Introduction Early diagnosis of atrial fibrillation (AF) is essential to reduce complications such as stroke, and improve patient quality of life. Novel screening techniques using smartphone camera photoplethysmography (PPG) can be used for AF detection, but their clinical applicability remains unclear. Our aim was to assess the diagnostic accuracy of smartphone PPG compared to conventional ECG for AF detection.
Methods We performed a systematic review of MEDLINE, EMBASE, Cochrane library, and other databases (1980-October 2019), including any study or abstract where smartphone finger-tip PPG was compared with a reference ECG (1, 3 or 12-lead). Outcomes were sensitivity (SE), specificity (SP), positive and negative predictive value (PPV; NPV) and overall accuracy. Bivariate hierarchical random effects meta-analysis was performed for studies with confidence intervals for SE and SP, and funnel plots were used to identify publication bias. Study quality was assessed using the established QUADAS-2 tool by two independent graders.

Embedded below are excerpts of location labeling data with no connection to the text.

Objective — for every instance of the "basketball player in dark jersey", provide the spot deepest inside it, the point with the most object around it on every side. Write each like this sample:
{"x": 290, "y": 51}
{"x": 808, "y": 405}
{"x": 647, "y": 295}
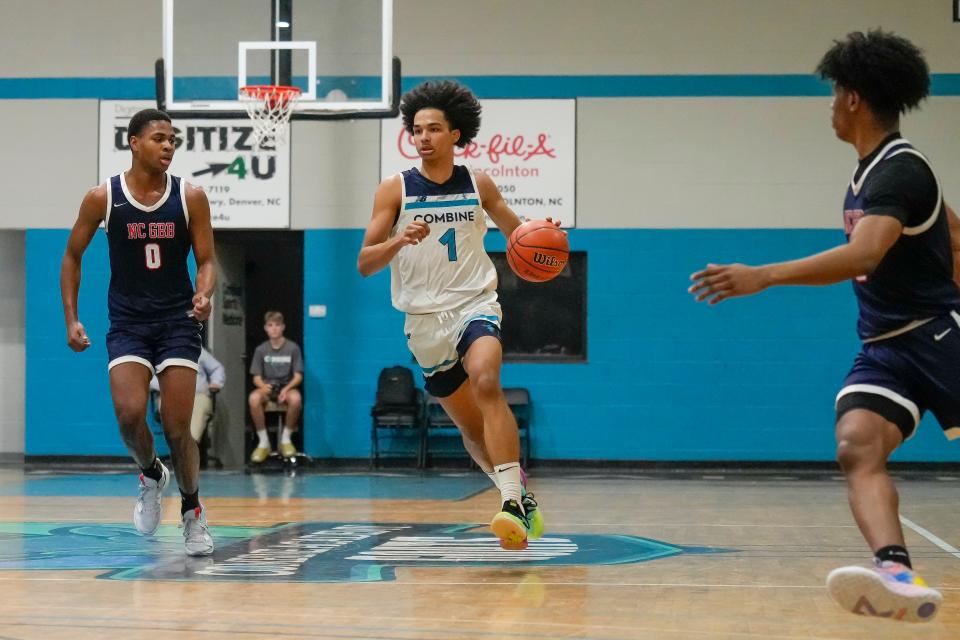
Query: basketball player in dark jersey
{"x": 152, "y": 221}
{"x": 902, "y": 256}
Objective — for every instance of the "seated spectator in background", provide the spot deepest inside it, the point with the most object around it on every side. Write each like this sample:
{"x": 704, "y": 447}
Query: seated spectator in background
{"x": 210, "y": 379}
{"x": 277, "y": 369}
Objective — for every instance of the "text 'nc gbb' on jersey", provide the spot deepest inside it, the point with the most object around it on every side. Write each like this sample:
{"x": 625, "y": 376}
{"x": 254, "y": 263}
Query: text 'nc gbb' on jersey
{"x": 450, "y": 266}
{"x": 149, "y": 246}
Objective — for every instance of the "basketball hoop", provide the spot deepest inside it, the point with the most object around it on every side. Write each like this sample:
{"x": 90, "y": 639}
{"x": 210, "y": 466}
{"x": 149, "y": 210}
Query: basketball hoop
{"x": 269, "y": 108}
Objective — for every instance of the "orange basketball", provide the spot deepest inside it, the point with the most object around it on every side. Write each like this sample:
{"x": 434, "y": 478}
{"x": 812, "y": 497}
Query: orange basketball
{"x": 537, "y": 251}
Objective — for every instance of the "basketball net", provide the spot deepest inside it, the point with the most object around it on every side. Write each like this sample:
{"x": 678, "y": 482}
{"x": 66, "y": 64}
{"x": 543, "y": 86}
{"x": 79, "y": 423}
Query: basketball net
{"x": 269, "y": 108}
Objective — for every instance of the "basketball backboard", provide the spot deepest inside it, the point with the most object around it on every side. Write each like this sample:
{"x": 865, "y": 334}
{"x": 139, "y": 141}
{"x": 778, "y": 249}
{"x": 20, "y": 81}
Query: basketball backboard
{"x": 339, "y": 53}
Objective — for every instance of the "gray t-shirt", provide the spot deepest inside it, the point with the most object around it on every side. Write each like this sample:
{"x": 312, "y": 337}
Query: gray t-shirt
{"x": 277, "y": 366}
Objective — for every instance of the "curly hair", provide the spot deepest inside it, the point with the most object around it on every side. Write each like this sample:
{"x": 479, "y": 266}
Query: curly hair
{"x": 888, "y": 71}
{"x": 458, "y": 104}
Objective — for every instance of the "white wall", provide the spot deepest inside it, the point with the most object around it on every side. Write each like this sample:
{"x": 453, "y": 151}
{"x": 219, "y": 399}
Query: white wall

Results 1350 publications were screened, of which 17 studies were included in the systematic review (7 full text publications and 10 abstracts), providing 21 comparisons of accuracy for AF detection. Most studies were based in secondary care and small (range n=33 to 1095), with a total of 5469 participants including 1384 with AF. Only 4 studies were multi-centre. Smartphone applications used were Cardiio Rhythm, Fibricheck, Preventicus and Heartbeats, with 7 studies not specifying the tool used. Overall SE and SP for AF detection were high, ranging from 76 to 100%, and 85 to 100% respectively. PPV ranged from 54 to 100% and NPV from 77 to 100%, with overall accuracy between 61 and 99%. The meta-analysis included 12 comparisons from 10 studies (n=2714; 936 with AF). The pooled SE was 93% (95% CI 90-96%) and SP 97% (95-99%); Figure A. QUADAS-2 assessment demonstrated poor quality of studies overall, with a high or unclear risk of bias in at least one domain for all studies. There was clear evidence of publication bias; Figure B.
Conclusions PPG offers the potential for large scale, non-invasive, patient-led screening of AF. However, current evidence is limited to biased, low quality studies often with unrealistic results for AF detection. These are insufficient to advise clinicians on the true value of current smartphone PPG technology.